El sol iluminaba los enormes ventanales de la oficina principal del Grupo Salazar, en lo más alto de un rascacielos en Paseo de la Reforma. El diseño interior ya no tenía los tonos grises y fríos que Rodrigo Armenta había impuesto. Ahora, la madera de caoba y los acentos en verde esmeralda dominaban el espacio.
Mariana estaba de pie frente al ventanal. Llevaba un traje sastre color marfil de corte impecable. Su postura era recta, orgullosa. Las cicatrices de su espalda, ocultas bajo la fina seda, eran un recordatorio diario, un mapa de su supervivencia.
La puerta de caoba se abrió. Entró Toño. Ya no llevaba uniforme de chofer. Vestía un traje a la medida y en su solapa brillaba un pequeño pin de jade. Ahora era el Director de Operaciones de Seguridad del corporativo.
—Señora Mariana —dijo Toño con su tono respetuoso de siempre—, el licenciado acaba de llamar. La sentencia fue dictada.

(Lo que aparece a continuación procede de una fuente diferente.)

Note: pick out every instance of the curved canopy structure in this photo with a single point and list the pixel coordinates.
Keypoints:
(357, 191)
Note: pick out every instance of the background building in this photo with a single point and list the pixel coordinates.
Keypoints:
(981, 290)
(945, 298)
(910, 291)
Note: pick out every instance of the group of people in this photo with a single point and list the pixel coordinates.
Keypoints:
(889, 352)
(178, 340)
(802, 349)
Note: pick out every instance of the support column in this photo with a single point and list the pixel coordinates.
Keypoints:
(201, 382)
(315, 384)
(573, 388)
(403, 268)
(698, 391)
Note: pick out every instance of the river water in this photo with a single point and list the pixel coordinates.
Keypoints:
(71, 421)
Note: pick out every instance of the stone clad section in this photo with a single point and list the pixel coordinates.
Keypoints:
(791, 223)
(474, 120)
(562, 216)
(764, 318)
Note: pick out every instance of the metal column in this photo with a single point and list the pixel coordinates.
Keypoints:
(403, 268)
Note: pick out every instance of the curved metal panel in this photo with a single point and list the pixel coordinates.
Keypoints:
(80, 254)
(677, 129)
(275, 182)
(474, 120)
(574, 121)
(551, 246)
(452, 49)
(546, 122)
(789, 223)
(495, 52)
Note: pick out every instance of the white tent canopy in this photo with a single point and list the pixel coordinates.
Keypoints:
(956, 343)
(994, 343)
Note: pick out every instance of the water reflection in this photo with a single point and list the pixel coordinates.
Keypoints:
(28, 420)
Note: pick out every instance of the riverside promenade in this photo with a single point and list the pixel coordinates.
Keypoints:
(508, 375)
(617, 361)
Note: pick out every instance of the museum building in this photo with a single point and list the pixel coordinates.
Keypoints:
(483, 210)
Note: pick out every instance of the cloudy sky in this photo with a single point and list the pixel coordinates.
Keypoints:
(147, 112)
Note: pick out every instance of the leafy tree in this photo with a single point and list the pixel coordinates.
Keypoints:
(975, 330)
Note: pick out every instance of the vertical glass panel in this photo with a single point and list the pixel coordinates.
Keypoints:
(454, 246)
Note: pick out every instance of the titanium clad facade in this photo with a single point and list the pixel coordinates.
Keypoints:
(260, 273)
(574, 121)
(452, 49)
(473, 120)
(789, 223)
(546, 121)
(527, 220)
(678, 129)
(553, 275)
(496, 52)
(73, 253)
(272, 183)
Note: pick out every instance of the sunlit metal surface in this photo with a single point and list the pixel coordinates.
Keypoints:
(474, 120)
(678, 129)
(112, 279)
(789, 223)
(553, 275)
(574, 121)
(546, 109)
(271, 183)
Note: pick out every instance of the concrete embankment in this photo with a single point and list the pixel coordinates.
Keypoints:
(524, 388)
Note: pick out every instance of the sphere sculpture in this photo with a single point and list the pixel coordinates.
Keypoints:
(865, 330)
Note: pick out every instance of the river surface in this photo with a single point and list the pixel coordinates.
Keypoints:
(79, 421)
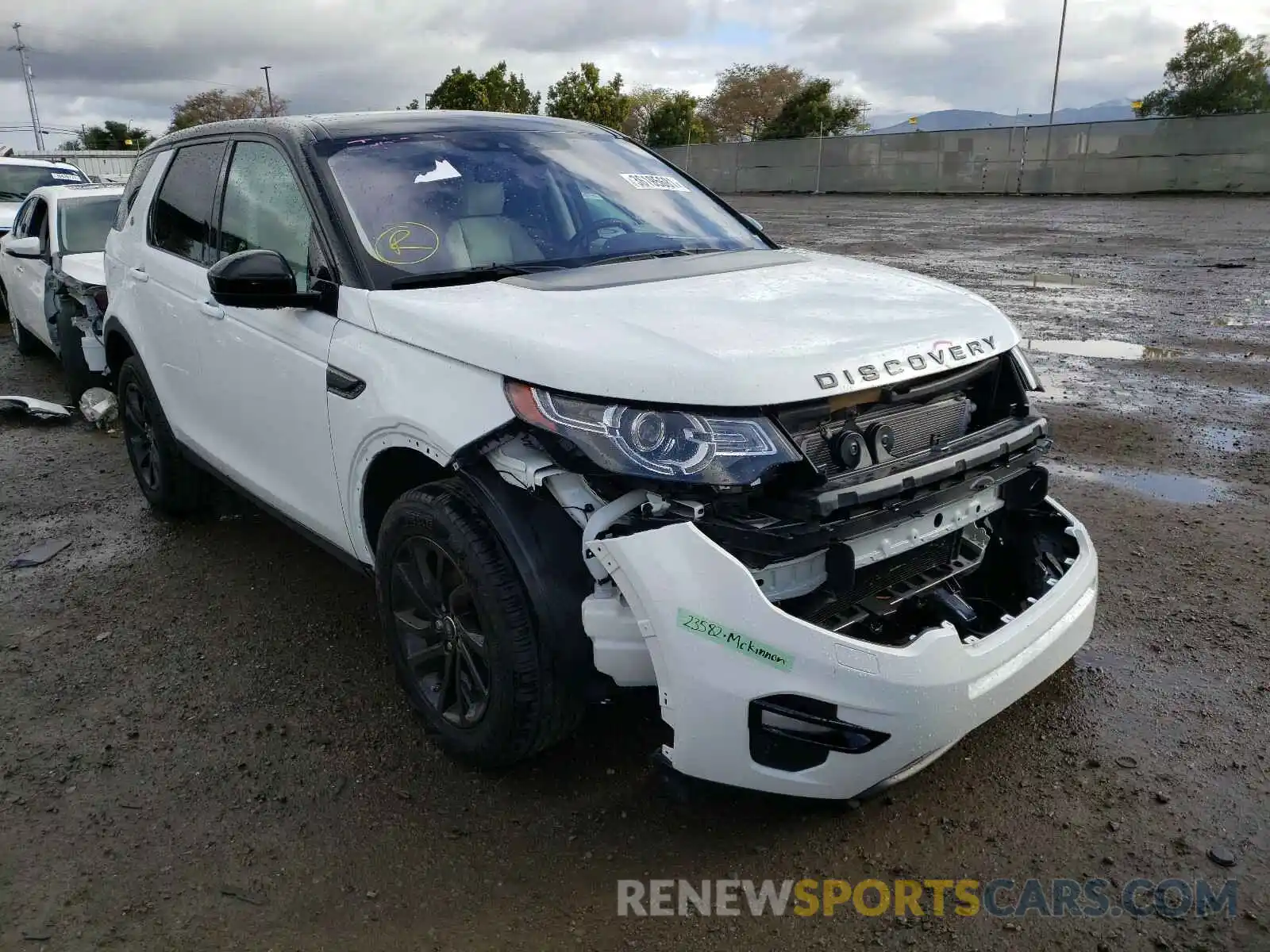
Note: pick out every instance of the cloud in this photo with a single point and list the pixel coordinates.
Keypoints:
(135, 59)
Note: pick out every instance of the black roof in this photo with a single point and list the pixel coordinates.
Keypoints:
(399, 121)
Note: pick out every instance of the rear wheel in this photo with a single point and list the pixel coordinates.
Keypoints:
(461, 632)
(70, 342)
(169, 482)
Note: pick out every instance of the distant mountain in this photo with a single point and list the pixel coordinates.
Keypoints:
(949, 120)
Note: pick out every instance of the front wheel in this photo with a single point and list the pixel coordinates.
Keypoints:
(461, 632)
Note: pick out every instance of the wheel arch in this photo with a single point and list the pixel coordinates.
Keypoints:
(118, 347)
(391, 473)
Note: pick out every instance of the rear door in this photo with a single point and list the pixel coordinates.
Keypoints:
(173, 300)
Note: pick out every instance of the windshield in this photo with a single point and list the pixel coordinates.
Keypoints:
(456, 201)
(83, 224)
(17, 182)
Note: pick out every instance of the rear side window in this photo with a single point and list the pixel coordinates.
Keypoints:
(181, 220)
(130, 192)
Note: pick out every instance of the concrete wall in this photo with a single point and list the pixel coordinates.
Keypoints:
(117, 165)
(1216, 154)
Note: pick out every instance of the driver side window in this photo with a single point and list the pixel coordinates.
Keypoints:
(264, 207)
(37, 224)
(22, 221)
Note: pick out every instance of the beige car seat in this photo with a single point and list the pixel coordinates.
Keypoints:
(483, 235)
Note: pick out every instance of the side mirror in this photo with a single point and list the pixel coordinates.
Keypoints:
(23, 248)
(257, 278)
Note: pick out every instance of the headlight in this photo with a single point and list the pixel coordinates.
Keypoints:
(670, 444)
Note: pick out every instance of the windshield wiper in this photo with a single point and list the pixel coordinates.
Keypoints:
(656, 253)
(470, 276)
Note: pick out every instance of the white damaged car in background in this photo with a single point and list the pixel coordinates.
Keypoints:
(588, 427)
(52, 277)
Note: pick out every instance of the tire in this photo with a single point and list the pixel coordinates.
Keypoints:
(70, 343)
(468, 626)
(171, 484)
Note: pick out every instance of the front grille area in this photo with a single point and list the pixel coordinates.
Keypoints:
(914, 428)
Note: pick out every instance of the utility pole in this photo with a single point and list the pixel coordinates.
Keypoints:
(1053, 98)
(268, 89)
(31, 89)
(687, 149)
(819, 155)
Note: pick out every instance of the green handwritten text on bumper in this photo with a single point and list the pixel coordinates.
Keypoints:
(751, 647)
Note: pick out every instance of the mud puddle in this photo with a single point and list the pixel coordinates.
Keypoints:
(1108, 349)
(1162, 486)
(1052, 281)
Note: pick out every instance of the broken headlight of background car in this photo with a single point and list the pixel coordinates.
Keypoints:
(679, 446)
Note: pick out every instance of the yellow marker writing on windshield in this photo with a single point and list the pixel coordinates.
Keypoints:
(406, 243)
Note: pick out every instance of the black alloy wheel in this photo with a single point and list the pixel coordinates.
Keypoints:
(139, 432)
(442, 644)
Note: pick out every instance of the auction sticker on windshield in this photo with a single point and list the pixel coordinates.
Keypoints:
(751, 647)
(658, 183)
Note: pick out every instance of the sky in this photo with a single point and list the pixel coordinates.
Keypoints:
(131, 60)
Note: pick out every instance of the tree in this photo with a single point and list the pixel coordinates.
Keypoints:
(114, 136)
(1218, 71)
(507, 93)
(217, 105)
(497, 90)
(579, 95)
(460, 89)
(670, 124)
(645, 101)
(814, 111)
(749, 97)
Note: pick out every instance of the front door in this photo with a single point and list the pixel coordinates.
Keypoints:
(264, 370)
(169, 285)
(29, 276)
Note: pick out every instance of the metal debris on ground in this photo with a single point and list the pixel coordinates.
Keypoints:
(38, 555)
(99, 406)
(243, 895)
(41, 409)
(1222, 856)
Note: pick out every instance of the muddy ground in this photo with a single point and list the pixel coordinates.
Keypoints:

Mariana se giró lentamente, sirviéndose un poco de agua en un vaso de cristal. —¿Y bien?
—Cuarenta años, sin derecho a fianza. Fraude corporativo, intento de homicidio, lavado de dinero y la nueva evidencia que el señor Aurelio “encontró” sobre el accidente automovilístico de sus padres. Lo van a trasladar a la prisión de máxima seguridad en Almoloya esta misma tarde. Dicen que Rodrigo lloró en la sala del tribunal.
Mariana asintió, su rostro inescrutable. No había felicidad ni tristeza. Solo un equilibrio cósmico que por fin se había restaurado. —¿Y de Camila Robles se sabe algo?
Toño sonrió levemente. —Intentó vender sus bolsos de diseñador para pagar la renta de un cuarto en Tlalnepantla, pero resulta que todos eran piratas. Nadie le contesta el teléfono. Las agencias de relaciones públicas tienen orden estricta de vetarla de por vida, cortesía de su abuelo.
Mariana caminó hacia su escritorio. Sobre él descansaba la caja de madera de su clóset, y junto a ella, el dije de jade verde. Ya no necesitaba esconderlo en el sótano. Ahora estaba a la vista de todos, como el símbolo de la mujer que había dejado de ser una víctima para convertirse en la emperatriz de su propio destino.
—Excelente, Antonio. Prepara el auto. Hoy voy a comer con mi abuelo en Puebla. Tenemos que revisar los números de las nuevas fábricas.
Toño asintió, dándose la vuelta para salir. —Con permiso, jefa.
Mariana Salazar se sentó en la silla de cuero. Acarició el jade verde con el pulgar. El aire en la habitación era ligero, limpio. Tomó una respiración profunda, llenando sus pulmones por completo, sin dolor, sin miedo. Había recuperado su voz, su nombre y su imperio. La niña del jade, finalmente, podía respirar en paz.